Conservation organization in East Africa

The Big Life Foundation ("Big Life") is a non-profit conservation organization created to preserve the wildlife and habitats of the Amboseli-Tsavo-Kilimanjaro ecosystem of East Africa through community-based and collaborative strategies. In 2024, it reported revenues of $7.89 million dollars.

==History==
The origin of the Big Life Foundation began in photographer Nick Brandt's expeditions to take studio-like portraits of the animals of the Amboseli region. Discovering that the elephant subjects of his photographs were being killed by rampant poaching, Brandt established a locally-based conservation effort focused on preserving the wildlife of the ecosystem.

This undertaking led to the formation of the Big Life Foundation, co-founded in September 2010 by Brandt, conservationist Richard Bonham, and entrepreneur Tom Hill. Bonham and Hill had been engaged in conservation work in the region with the Maasailand Preservation Trust for the last two decades; this effort was expanded and became the Big Life Foundation.

==Conservation Approach==

Big Life's conservation approach focuses on three key areas: wildlife protection (including elephants, rhinos, and predators), human-wildlife conflict abatement, and community enrichment through employment, education, and health initiatives.

===Wildlife protection===

Big Life's conservation mission is to prevent wildlife poaching within 1.6 million acres of wilderness in the Amboseli-Tsavo-Kilimanjaro ecosystem. This wildlife protection effort currently employs local Maasai rangers— who utilize permanent outposts and tent-based field units, Land Cruiser patrol vehicles, tracker dogs, and planes for aerial surveillance.

In addition to preventive measures, Big Life partners with local communities to track and apprehend poachers and collaborates with local prosecutors to ensure that wildlife criminals are punished.

Big Life works in partnership with the Kenya Wildlife Service to protect the Eastern black rhino in the Chyulu Hills area. Together, the two organizations conduct extensive foot patrols, aerial surveillance, monitoring via camera traps, and engage in direct confrontation with rhino poachers when necessary.

===Predator protection===
To discourage herders from retaliating with spears or poisoned carcasses, Big Life and local communities developed a compensation program, the Predator Compensation Fund. This fund protects lions, and other carnivores in the ecosystem, by partially compensating local Maasai for economic losses due to predation. In return, communities agree not to kill predators in retaliation.

===Human-Wildlife conflict abatement===

Big Life works in partnership with the local Maasai to reduce the negative impact of human-wildlife interactions, such as crop-raiding by hungry elephants. Co-founder Bonham notes, “An elephant can trample a crop in 10 minutes. This year we have had four people killed by them.

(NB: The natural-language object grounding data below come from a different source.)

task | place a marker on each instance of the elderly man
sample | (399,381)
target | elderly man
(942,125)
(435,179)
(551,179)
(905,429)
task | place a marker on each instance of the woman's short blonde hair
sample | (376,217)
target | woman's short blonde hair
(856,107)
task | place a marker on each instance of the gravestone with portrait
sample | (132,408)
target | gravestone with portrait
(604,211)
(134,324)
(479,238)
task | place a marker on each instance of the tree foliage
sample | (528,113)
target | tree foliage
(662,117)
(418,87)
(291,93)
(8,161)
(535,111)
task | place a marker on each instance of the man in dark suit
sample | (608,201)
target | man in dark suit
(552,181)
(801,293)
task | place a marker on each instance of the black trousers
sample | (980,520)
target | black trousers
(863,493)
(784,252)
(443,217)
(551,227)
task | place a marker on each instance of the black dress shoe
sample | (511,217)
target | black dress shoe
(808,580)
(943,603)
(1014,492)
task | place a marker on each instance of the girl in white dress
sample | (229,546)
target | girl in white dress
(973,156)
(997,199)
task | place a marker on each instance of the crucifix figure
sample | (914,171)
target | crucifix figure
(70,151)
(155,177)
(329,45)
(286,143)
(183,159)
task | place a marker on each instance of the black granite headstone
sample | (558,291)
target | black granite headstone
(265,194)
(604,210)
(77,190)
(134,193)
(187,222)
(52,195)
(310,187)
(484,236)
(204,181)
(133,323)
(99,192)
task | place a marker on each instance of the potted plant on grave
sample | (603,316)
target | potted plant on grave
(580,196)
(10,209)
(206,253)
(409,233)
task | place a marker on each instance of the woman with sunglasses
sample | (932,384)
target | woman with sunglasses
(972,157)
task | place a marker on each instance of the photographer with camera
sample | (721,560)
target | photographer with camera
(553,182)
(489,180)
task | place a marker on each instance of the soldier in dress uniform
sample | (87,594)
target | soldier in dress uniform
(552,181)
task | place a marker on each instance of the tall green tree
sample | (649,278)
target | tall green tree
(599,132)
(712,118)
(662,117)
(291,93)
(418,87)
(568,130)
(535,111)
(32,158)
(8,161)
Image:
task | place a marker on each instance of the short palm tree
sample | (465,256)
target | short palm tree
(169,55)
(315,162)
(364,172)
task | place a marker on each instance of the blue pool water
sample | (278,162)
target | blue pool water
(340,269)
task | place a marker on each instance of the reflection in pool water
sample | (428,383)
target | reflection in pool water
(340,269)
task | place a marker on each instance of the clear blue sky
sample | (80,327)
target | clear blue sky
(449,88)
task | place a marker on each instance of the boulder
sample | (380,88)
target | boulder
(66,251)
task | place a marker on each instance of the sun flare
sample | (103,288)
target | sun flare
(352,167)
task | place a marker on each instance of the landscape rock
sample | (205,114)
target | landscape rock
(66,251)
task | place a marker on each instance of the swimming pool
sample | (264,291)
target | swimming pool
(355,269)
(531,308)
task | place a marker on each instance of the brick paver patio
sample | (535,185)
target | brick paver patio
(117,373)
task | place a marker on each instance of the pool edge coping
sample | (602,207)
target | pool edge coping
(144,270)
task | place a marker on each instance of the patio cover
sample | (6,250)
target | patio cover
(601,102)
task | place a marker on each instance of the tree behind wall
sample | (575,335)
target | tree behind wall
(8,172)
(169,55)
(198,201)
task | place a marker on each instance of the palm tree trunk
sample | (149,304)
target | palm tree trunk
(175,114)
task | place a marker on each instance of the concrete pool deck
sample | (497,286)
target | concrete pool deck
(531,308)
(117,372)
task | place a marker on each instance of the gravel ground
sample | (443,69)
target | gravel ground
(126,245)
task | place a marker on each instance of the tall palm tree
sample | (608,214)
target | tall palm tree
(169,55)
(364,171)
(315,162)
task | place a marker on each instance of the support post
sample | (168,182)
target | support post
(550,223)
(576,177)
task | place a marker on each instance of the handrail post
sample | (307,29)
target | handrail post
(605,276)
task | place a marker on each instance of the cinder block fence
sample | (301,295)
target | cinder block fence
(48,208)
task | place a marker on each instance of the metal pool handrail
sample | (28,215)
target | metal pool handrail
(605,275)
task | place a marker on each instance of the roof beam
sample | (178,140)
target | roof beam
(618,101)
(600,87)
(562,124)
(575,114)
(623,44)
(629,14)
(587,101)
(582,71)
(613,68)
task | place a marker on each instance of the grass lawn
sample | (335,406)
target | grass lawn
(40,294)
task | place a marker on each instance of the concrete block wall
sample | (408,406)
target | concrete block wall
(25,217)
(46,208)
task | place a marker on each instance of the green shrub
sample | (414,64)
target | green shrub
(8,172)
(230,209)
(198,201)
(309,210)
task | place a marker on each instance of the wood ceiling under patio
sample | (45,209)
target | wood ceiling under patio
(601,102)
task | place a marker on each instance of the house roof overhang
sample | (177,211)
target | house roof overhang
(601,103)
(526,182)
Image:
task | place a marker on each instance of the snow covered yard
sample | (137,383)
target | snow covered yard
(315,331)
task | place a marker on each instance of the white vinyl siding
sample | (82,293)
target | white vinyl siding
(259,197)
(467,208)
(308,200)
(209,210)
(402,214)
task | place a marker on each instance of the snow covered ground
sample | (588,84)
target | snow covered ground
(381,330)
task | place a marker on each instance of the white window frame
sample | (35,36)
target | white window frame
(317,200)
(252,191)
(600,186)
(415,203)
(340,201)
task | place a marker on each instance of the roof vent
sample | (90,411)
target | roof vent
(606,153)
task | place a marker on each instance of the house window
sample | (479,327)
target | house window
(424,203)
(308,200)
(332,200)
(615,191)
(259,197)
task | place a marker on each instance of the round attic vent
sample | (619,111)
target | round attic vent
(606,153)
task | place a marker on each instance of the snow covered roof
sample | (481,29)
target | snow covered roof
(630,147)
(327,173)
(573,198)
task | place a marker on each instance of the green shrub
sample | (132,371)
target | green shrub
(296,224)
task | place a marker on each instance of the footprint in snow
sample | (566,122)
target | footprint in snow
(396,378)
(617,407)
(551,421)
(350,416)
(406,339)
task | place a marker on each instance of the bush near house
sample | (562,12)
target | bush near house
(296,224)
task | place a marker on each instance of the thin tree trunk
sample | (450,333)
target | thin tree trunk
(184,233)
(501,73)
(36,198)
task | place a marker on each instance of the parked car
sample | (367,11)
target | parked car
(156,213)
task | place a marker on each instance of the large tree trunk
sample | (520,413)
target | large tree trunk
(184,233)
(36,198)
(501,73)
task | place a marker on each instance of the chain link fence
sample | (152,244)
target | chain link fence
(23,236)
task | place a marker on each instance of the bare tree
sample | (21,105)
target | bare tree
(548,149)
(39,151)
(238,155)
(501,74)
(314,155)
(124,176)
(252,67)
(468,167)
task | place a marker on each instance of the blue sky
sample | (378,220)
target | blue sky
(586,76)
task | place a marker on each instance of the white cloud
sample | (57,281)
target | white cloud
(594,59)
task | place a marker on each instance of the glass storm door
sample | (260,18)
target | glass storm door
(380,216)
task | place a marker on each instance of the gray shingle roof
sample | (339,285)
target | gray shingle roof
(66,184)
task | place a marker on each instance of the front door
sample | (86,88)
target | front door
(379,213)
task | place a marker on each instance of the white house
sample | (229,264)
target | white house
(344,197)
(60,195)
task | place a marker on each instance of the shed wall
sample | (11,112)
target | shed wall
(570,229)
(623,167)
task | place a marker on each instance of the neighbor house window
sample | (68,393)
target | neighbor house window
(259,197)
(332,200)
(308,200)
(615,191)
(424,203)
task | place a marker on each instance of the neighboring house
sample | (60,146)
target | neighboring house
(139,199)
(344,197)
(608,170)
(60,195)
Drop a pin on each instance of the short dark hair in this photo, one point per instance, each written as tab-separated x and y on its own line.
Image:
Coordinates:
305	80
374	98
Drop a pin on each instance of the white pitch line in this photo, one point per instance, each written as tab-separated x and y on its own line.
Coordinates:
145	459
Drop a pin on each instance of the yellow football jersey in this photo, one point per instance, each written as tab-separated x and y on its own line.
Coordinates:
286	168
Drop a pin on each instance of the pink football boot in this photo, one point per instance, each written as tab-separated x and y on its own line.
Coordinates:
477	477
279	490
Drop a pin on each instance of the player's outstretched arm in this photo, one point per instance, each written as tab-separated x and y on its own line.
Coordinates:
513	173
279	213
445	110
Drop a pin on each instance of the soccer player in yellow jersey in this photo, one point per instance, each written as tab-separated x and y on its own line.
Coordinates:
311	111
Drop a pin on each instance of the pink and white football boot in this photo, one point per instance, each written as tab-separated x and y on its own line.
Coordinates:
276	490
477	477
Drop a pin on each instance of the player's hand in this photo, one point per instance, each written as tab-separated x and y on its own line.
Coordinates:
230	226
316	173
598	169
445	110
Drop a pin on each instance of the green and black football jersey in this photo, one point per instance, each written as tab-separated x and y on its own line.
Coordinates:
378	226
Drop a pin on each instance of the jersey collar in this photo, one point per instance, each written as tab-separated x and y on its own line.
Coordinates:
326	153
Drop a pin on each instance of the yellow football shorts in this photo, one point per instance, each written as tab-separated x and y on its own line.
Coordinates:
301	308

We try to scare them. We have guys out at night. We use bangers and paintball guns to shoot chilly [sic] bombs. When one hits an elephant, they get a whiff and a sore nose. But they realize that big bangs are not dangerous. They learn.” Human-wildlife conflict remains one of the greatest challenges with initiatives such as elephant-proof fencing as one possible solution.

===Community enrichment===

Big Life supports the future of communities in East Africa by funding teachers’ salaries, providing scholarship funds for local students, and conducting conservation workshops. “...if we are to save these endangered species from extinction, we're going to have to save the humans first. For far too long now, right across the continent, wildlife is being wiped out because poverty is shoved into the unsolvable box.”

=== Maasai Olympics ===
In 2008, Big Life was approached by Maasai elders for assistance in ending lion hunting within the Maasai warrior culture. This event marked the beginning of a collaboration that would eventually lead to the first-ever Maasai Olympics, “an organized Maasai sports competition based upon traditional warrior skills.” Now a biennial event, the Maasai Olympics aims to create a shift in the cultural attitudes of the Maasai, away from competitive and ritual lion-killing towards a broader commitment to wildlife and habitat conservation.